15 October 2024
Politics and Fundamentals
Dear Friend:
Every four years as the U.S. Presidential election approaches, clients often express concerns about how to position their portfolios, with suggestions ranging from selling everything to buying certain sectors based on perceived policy benefits. At Noesis, we closely monitor global politics but believe its long-term impact on the economy is overstated. Instead, our focus remains on the fundamentals, valuation, and the long-term outlook of industries and companies.
We have communicated this investment discipline before. For example, in our October 2012 newsletter, prior to President Obama’s reelection, we wrote:
“At Noesis, we continue to make investment decisions based on company fundamentals and valuation, instead of timing markets, as we believe they are the primary drivers of long-term investment success.”
Again, in July 2016, shortly after the Brexit referendum and ahead of President Trump’s election, we stated:
“At this uncertain time, our investment philosophy is even more important as we remain focused on our companies’ fundamentals and long-term prospects.”
And in January 2021, amid the pandemic and after President Biden’s election, we noted:
“We monitor the macro environment but never allow the market sentiment to drive our decisions. We do not believe the markets are always rational and fully efficient in the short term, so we maintain flexibility in the portfolios for possible actions.”
Now in October 2024, we remain consistent in our message to not overemphasize politics. This year’s election is expected to be tight again, with a possible outcome of divided government between the Senate and the House of Representatives. This reduces the likelihood of drastic policy changes and increases the need for compromises. Also, elections are a source of uncertainty, which markets do not like. Historically, markets tend to rise post-election as uncertainty fades, as seen in the Presidential elections since 1980, with the exceptions of the Tech Bubble in 2000 and the Great Financial Crisis in 2008.
Source: Standard & Poor’s, Factset, J.P. Morgan Asset Management
Political support for certain sectors does not necessarily result in their outperformance. For example, President Biden campaigned to reduce the use of fossil fuels and promoted renewables through the Inflation Reduction Act. Whereas President Trump campaigned to support the traditional energy industry. However, actual sector performance was contrary to the perceived policy benefits. Under Trump’s presidency, the Energy sector underperformed, while the Clean Energy sector outperformed. Conversely, under President Biden, the Energy sector rebounded, while the Clean Energy sector fell (see chart below). Ultimately, economic factors such as the supply-demand balance of oil, rising interest rates, and company valuations drove performance more than White House policies.

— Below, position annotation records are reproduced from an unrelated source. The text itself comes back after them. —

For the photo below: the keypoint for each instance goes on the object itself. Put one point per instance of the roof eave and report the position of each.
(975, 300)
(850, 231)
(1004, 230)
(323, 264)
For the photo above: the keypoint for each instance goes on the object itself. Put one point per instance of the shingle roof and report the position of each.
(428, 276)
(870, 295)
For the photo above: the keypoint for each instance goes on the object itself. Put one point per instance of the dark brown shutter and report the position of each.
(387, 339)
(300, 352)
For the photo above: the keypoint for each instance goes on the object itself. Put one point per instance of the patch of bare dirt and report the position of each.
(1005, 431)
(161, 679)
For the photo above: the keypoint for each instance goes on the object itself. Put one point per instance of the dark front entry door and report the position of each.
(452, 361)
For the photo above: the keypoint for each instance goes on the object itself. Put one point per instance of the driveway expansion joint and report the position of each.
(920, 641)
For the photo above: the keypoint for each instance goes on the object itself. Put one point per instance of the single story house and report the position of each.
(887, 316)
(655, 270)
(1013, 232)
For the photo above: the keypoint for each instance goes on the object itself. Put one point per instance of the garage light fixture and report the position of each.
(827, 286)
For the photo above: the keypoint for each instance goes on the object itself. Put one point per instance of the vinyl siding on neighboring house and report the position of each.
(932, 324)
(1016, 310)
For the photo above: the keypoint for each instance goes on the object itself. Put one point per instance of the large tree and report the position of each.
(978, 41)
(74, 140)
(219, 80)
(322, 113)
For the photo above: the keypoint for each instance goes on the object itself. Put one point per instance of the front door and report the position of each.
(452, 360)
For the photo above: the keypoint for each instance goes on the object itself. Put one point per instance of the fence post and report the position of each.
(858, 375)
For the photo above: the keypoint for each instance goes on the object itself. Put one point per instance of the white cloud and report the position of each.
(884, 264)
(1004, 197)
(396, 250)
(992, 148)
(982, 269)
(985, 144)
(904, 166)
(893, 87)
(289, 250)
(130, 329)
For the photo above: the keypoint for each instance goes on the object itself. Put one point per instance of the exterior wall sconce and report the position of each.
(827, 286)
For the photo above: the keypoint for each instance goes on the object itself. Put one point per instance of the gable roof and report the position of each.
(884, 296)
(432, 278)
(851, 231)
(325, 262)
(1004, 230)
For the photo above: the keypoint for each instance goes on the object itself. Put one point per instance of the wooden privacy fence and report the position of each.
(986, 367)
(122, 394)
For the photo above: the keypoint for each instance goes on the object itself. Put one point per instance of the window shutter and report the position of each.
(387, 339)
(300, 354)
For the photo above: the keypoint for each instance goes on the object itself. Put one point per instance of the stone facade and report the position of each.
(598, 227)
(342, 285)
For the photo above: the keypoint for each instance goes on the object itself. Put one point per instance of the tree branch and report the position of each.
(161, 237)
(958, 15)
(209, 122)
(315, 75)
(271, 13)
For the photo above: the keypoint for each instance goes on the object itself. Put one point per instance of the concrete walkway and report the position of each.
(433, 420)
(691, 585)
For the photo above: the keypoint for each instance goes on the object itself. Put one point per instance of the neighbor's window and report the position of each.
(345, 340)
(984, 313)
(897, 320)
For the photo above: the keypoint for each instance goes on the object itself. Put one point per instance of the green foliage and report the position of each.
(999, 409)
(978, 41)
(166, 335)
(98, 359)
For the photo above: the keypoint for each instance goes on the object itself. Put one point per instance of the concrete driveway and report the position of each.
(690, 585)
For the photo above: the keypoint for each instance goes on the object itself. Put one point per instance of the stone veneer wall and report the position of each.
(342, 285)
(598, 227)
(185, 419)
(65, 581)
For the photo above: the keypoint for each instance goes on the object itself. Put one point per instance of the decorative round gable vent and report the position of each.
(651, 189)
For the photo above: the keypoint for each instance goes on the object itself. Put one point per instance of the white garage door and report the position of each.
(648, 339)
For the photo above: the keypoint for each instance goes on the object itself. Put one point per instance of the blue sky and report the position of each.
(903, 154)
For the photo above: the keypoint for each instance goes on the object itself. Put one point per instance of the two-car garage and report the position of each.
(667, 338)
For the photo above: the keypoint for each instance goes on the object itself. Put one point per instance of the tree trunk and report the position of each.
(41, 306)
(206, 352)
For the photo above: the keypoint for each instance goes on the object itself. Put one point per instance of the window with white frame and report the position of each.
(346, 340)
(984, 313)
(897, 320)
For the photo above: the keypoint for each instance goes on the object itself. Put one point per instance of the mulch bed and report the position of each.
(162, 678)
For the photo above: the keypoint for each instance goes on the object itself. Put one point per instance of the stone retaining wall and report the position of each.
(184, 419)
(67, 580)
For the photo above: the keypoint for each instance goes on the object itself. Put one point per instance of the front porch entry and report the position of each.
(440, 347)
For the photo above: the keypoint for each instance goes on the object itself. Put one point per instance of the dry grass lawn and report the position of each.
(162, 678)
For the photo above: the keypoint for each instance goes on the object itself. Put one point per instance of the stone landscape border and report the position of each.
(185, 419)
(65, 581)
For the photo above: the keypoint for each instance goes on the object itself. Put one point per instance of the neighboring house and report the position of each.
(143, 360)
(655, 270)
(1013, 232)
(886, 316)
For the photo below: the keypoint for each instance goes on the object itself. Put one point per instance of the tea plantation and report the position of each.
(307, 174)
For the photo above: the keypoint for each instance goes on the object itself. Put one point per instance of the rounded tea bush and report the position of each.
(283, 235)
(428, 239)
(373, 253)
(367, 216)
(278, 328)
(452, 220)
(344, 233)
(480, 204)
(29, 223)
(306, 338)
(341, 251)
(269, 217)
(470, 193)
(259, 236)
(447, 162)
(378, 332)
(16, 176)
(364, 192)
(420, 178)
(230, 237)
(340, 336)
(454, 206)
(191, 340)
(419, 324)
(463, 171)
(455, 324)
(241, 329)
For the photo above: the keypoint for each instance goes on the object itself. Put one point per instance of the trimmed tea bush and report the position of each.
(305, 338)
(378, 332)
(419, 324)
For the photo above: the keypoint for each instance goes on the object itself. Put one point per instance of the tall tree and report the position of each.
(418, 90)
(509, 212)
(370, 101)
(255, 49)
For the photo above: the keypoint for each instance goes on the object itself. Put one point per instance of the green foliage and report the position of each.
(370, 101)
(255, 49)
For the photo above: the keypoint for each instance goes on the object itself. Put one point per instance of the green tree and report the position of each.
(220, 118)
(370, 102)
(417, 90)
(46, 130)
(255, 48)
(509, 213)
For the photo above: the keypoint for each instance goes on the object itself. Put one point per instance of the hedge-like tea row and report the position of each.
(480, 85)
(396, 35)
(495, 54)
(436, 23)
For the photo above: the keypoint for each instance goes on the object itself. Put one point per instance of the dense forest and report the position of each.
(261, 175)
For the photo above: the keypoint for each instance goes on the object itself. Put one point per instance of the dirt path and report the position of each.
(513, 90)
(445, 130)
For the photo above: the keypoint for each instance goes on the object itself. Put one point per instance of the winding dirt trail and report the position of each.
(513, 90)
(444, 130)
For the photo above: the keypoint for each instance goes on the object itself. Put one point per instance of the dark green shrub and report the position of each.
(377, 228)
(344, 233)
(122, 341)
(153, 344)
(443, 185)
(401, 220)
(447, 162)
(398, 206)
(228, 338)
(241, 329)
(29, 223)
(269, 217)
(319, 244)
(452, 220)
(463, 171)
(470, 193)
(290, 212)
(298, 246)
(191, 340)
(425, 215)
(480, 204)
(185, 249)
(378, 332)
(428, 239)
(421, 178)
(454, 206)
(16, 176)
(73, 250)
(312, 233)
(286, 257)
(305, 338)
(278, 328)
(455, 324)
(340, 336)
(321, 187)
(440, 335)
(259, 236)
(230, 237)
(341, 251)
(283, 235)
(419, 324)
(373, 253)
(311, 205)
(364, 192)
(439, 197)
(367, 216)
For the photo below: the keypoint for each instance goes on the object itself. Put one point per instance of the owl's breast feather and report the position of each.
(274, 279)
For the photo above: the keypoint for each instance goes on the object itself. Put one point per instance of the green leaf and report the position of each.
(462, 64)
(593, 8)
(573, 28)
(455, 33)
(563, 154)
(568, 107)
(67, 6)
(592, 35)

Source: FactSet, J.P. Morgan Asset Management. data are as of 08/31/2024
Moreover, perceptions of economic conditions can be skewed by political preferences. A survey conducted regularly by the Pew Research Center on the state of the U.S. economy shows that those who identify as Republican rate the economy more favorably during a Republican presidency, while Democrats hold a favorable view under Democratic leadership, as shown in the chart below. Investors would have missed strong market returns if they stayed uninvested due to their partisan view. Yet, despite these large swings in economic perceptions, the U.S. economy has grown at an average rate of 2% through each administration. This highlights that markets and the economy are larger than politics. Consumer spending, which accounts for 68% of the economy, is the main engine. It also reassures that regardless of the promises made before the election, the actual implementation is often less pronounced due to the checks and balances of U.S. democracy.
Source: Pew Research Center, J.P. Morgan Asset Management
Inflation and Interest Rates
Inflation peaked during the summer of 2022, and most components have been trending downward since then. The more persistent service inflation started to decline this year as well, partly driven by wages, which slowed to their long-term average of around 4% growth. The exception is shelter, which measures the price increase of renting or owning a home, and with a high weight of around 33%, it remains the main inflation driver (see chart below).
Source: BLS, FactSet, J.P. Morgan Asset Management
With inflation under control and the labor market slowing, the Federal Reserve (Fed) began cutting interest rates in September. Fixed income markets had already anticipated the Fed’s action, and bond yields gradually adjusted lower starting in July. Outside the U.S., inflation is also declining in Europe, China, and Australia, prompting local central banks to begin reducing interest rates. Over recent quarters, we have increased fixed income allocations in your portfolios in response to rising interest rates and extended duration by purchasing medium- to long-term high-quality bonds. While the peak in yield levels may have passed, real yields – after deducting inflation – remain attractive, and we continue to search for additional opportunities.
Conclusion: Stay Disciplined
We believe investors should not lose focus of the fundamentals of economies, industries, and companies. Economic cycles and market forces, such as inflation and interest rates, are more robust than political shifts and often outweigh any policies or intentions by the White House. Perceptions of economic conditions and the investment environment can be shaped by political preferences and lead to missed opportunities or costly mistakes. We remain committed to our investment discipline, conduct our thorough research, and invest in high-quality businesses at a reasonable price.